Some of the molecular work we have been doing is part of a new little project we are doing. UNIS is a part of a new marine research project called The Nansen Legacy, and they want to test some different methods of extracting DNA or RNA from seawater to see what works best, so that they can make a standard protocol. Therefore we have been collecting some seawater, filtering it, and extracted DNA and RNA from the filters, with a few different methods. This way I have gotten to practise my pipetting skills a lot, and I have definitely improved, and feel more confident in the lab now.

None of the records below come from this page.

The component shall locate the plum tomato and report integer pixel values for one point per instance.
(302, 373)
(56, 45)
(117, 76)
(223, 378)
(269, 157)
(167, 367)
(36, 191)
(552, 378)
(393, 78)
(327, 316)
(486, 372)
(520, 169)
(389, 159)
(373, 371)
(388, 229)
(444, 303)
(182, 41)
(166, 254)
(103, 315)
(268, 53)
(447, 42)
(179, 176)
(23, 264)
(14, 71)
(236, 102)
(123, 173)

After extracting DNA with one of the methods, we did a test PCR and gel-electrophoresis to make sure we didn’t get any contamination and the result came out perfectly! The photo in this blog shows the result, and although there’s no explanation on the photo, all the controls were how they should be.
We have also given another try with the nutrient analyser. But however hopeful and optimistic I was, we still kept having the same problem. We got the new part that wasn’t working, and we have been following the procedures exactly to the point with cleaning and reactivating it, but had no luck. We have had a lot of headaches trying to figure out what could be the problem. Now we have contacted the company that deals with these machines to see if they can help us, and hopefully they will give us some useful tips to what we can do to finally make it run!